As data protection regulations evolve, a multifaceted approach is required to securely manage your cloud data. It’s no longer enough to control external data risks. Internal misuse is just as important and requires a consistent approach to ensure your data remains protected. In addition to tools such as data masking and tokenization, data anonymization is a critical first line of defense against data misuse, accidental or malicious, and when used correctly, can ensure your data is only accessed by authorized parties for its intended purpose. Additionally, data anonymization can be used to meet data minimization requirements in global regulations. In combination with other security measures, SAP Data Custodian’s new data anonymization feature can help your team mitigate internal data risks more effectively while meeting evolving local and global data regulations.
The data anonymization feature in SAP Data Custodian allows you to analyze structured data and replace it with anonymized data generated from machine learning (ML) algorithms for use in a non-production system. This non-production system is a copy of your production system and allows you to complete quality assurance (QA) operations, ML training, and other development tasks without compromising compliance with data privacy regulations.
Comparison of the original data in the production system and data that’s been anonymized for use in a non-production system.
The data anonymization feature is available for SAP Data Custodian Transparency and Control Service, which supports SAP HANA and SAP HANA Cloud databases.
The SAP Data Custodian data anonymization process is completed in three (3) steps:
During this step, you will define the information detector and sources of structured data that will be anonymized.
Then you will schedule your analysis job, which takes the information detector and data source defined during Step 1 and scans for sensitive data. It provides recommended generation methods for how this data should be anonymized, which will be reviewed during Step 3.
The final step is to review the recommended generation methods and parameters from your analysis job and determine whether you will be using the default settings or creating a custom generation job. Multiple generation methods and parameters are available.
No, with adequately robust parameters, data anonymization is not reversible. For situations where your team wants to add reversible safeguards to your field-level data, either at the database or application level, SAP Data Custodian offers data tokenization and data masking services to provide advanced support for your SAP production systems.
Once anonymized, data is no longer classified as personal data. Below are a few examples of global regulations with direct call outs to data anonymization and how it impacts data protection compliance:
The GDPR calls attention to anonymized data in Recital 26, where it states that the GDPR regulation does not apply to anonymous data, with anonymous data being defined as “information which does not relate to an identified or identifiable natural person or to personal data rendered anonymous in such a manner that the data subject is not or no longer identifiable.”

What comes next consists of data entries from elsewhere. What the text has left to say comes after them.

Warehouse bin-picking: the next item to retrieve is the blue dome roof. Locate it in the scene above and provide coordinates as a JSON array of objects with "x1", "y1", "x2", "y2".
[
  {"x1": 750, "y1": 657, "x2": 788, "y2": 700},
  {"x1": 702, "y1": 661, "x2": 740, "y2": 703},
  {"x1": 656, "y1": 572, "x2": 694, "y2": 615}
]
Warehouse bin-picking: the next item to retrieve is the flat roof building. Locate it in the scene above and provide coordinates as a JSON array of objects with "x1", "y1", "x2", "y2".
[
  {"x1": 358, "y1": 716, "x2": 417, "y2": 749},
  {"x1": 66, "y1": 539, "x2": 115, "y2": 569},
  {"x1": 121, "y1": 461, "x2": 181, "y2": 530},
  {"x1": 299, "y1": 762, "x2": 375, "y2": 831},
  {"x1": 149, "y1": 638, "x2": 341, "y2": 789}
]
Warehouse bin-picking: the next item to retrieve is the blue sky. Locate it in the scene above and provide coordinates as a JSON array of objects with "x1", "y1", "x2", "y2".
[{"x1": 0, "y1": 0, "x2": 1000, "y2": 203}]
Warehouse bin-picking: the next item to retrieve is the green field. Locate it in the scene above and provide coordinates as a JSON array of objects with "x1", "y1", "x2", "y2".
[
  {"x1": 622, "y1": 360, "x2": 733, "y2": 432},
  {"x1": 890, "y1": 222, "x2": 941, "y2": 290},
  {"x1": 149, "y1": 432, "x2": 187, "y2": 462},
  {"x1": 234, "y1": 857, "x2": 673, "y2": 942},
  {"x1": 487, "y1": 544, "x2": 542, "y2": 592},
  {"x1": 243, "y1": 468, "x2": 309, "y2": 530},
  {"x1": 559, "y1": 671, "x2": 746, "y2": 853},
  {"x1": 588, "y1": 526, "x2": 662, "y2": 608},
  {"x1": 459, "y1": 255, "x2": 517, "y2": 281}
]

The LGPD identifies anonymized data in Section II: Processing of Sensitive Personal Data, Article 12, stating that “Anonymized data shall not be considered personal data, for purposes of this Law, except when the process of anonymization to which the data were submitted has been reversed, using exclusively its own efforts, or when it can be reversed applying reasonable efforts.”*
In Section 1798.140 Definitions, the CCPA references anonymized data as deidentified data, where “‘Deidentified’ means information that cannot reasonably be used to infer information about, or otherwise be linked to, a particular consumer provided that the business that possesses the information:
(1) Takes reasonable measures to ensure that the information cannot be associated with a consumer or household.
(2) Publicly commits to maintain and use the information in deidentified form and not to attempt to reidentify the information, except that the business may attempt to reidentify the information solely for the purpose of determining whether its deidentification processes satisfy the requirements of this subdivision.
(3) Contractually obligates any recipients of the information to comply with all provisions of this subdivision (Section m).”
It goes on to state that “‘Personal information’ does not include consumer information that is deidentified or aggregate consumer information (Section v.1.3).”
In Chapter I: General Provisions of the PIPL, Article 4 states that “Personal information is all kinds of information, recorded by electronic or other means, related to identified or identifiable natural persons, not including information after anonymization handling.” The law then goes on to define anonymization in Chapter VIII: Supplemental Provisions, Article 73, as “the process of personal information undergoing handling to make it impossible to distinguish specific natural persons and impossible to restore.”*
Yes, additional functionality for unstructured data anonymization is planned for an upcoming release.
While data anonymization can assist in meeting some data protection requirements, it does not act as a substitute for a comprehensive data management plan. Every security plan is different and requires careful consideration of local and global data regulations as well as any internal requirements to mitigate evolving cybersecurity risks.
*This quotation is a direct reference from the English translation. Please see the official version for the exact verbiage.
Disclaimer: The views and opinions expressed in this blog are for informational purposes only and should not be considered legal advice. The content in this blog does not constitute any representation or commitment on the part of SAP. This blog is not intended to create any legal relationship between SAP and the reader, and SAP is not responsible for any actions taken based on the information provided in this blog.